Schließlich waren mir nicht nur die Maler der Brücke, Otto Dix' doppelte Ausbildung in Dresden und Kurt Schwitters Dresdner Akademiezeit präsent, sondern auch die Treue, die Schwitters Zeit seines Lebens der Stadt seiner künstlerischen Ausbildung bewahrt hat, was man umgekehrt wohl weniger behaupten darf. Die Dresdner Spuren in Schwitters' Werk sind bisher nur zu Teilen erkannt und sie aufzuspüren meine heutige Aufgabe nicht. Aber eine der hier einschlägigen Collagen führt mich auf einem kleinen Umweg zum Thema. Sie ist wie die meisten Arbeiten Schwitters' mehrschichtig, verweist durch die Verpackungspapiere der Hansi-Schokolade auf Dresden, durch ihre Unterschrift aber - Zeichnung A2 / Hans - und die Anordnung ihrer geometrischen Teile zugleich auf den mit Schwitters befreundeten Hans Arp. Dabei spielt die für Schwitters damals eher untypische Collage Arbeiten an, über deren Entstehung und Bedingung Arp rückblickend festhielt:
Angeekelt von den Schlächtereien des Weltkrieges [...], gaben wir uns in Zürich den schönen Künsten hin. Während in der Ferne der Donner der Geschütze grollte, sangen, malten, klebten, dichteten wir aus Leibeskräften. Wir suchten eine elementare Kunst, die den Menschen vom Wahnsinn der Zeit heilen, und eine neue Ordnung, die das Gleichgewicht zwischen Himmel und Hölle herstellen sollte. Wir spürten, daß Banditen aufstehen würden, denen in ihrer Machtbesessenheit selbst Kunst dazu diene, Menschen zu verdummen.
Auf die eigene Produktion bezogen, fährt Arp dann fort:
Sophie Taeuber und ich malten, stickten und klebten im Jahre 1915 Bilder, die wahrscheinlich die ersten Werke konkreter Kunst sind. Diese Arbeiten sind selbständige, unabhängige Wirklichkeiten. Sie haben keinen rationalen Sinn; sie entspringen nicht greifbaren Wirklichkeiten. Wir verwarfen alles, was Nachahmung oder Beschreibung sein könnte. um das Elementare und Spontane in uns frei wirken zu lassen. Weil die Verteilung der Flächen, ihre Verhältnisse und Farben auf diesen Arbeiten nicht ausgeklügelt wirkten, erklärte ich, daß diese Werke nach den Gesetzen des Zufalls geordnet seien, des Zufalls, der für mich nur ein Teil der unerklärbaren Vernunft ist, der unfaßbaren Ordnung, welche die Natur regiert.

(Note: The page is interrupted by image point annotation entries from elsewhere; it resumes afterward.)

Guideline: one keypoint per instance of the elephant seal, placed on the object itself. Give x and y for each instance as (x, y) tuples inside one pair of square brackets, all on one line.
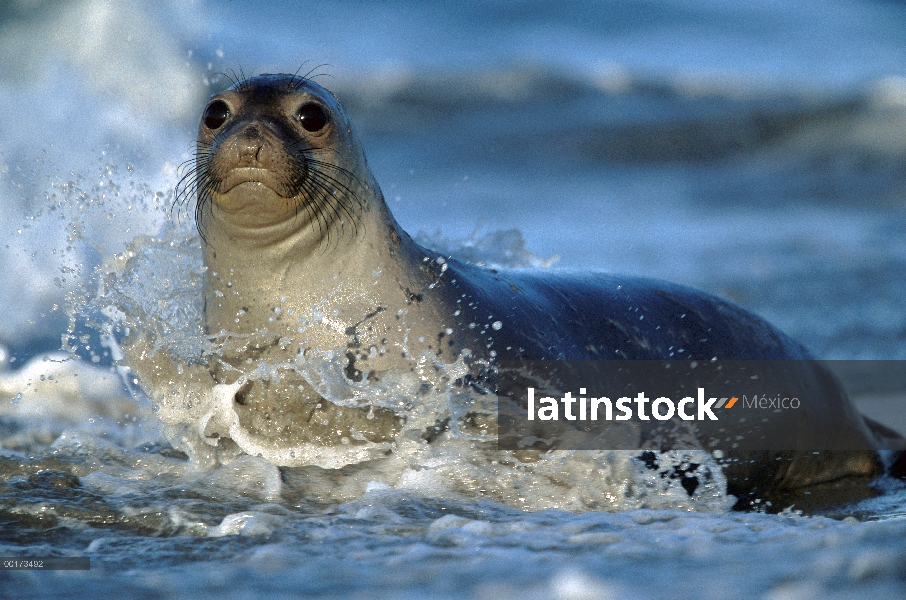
[(304, 262)]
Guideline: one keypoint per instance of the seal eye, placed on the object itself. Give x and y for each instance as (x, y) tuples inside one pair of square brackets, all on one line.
[(215, 114), (312, 117)]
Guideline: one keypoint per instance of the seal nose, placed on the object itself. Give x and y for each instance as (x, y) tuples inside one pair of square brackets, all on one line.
[(250, 147)]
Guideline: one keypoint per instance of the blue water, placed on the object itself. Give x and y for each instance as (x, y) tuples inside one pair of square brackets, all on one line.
[(751, 149)]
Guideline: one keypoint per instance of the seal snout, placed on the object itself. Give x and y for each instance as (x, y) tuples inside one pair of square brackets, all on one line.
[(250, 146)]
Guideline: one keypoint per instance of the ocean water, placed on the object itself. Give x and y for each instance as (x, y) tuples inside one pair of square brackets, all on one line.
[(751, 149)]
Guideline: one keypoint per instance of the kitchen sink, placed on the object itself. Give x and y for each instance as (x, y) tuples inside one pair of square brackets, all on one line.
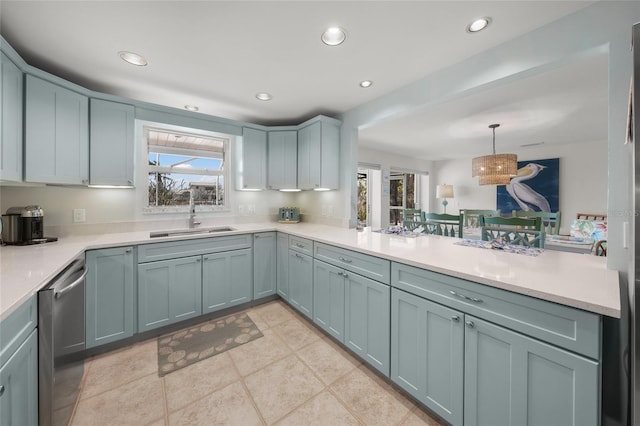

Das ist so und in schlichter Analogie natürlich nicht auf die Bilderwelt Paul Uwe Dreyers übertragbar. Aber Arps Äußerungen liefern doch einige wichtige Hinweise, z.B. auf die gesellschaftliche Gebundenheit des Künstlers, geben so zentrale Stichworte wie Wirklichkeit, elementare und konkrete Kunst, das Elementare und Spontane, Verteilung der Flächen, ihre Verhältnisse und Farben.
Ich beginne mit dem Stichwort konkrete Kunst. Paul Uwe Dreyers Arbeiten sind immer wieder der konkreten Kunst bzw. - was aber im Grunde dasselbe meint - der geometrischen Abstraktion zugerechnet worden, als seien sie damit bereits im Wesentlichen erklärt. Aber stimmt das? Lassen sich die hier ausgestellten Zeichnungen und Ölbilder jenen konkret-konstruktivistischen Versuchsreihen vergleichen, die ein Thema oft eher schulmeisterlich durchvariieren und damit ästhetische Spannung oft schon zu Tode geritten haben, bevor das Ziel überhaupt erreicht ist?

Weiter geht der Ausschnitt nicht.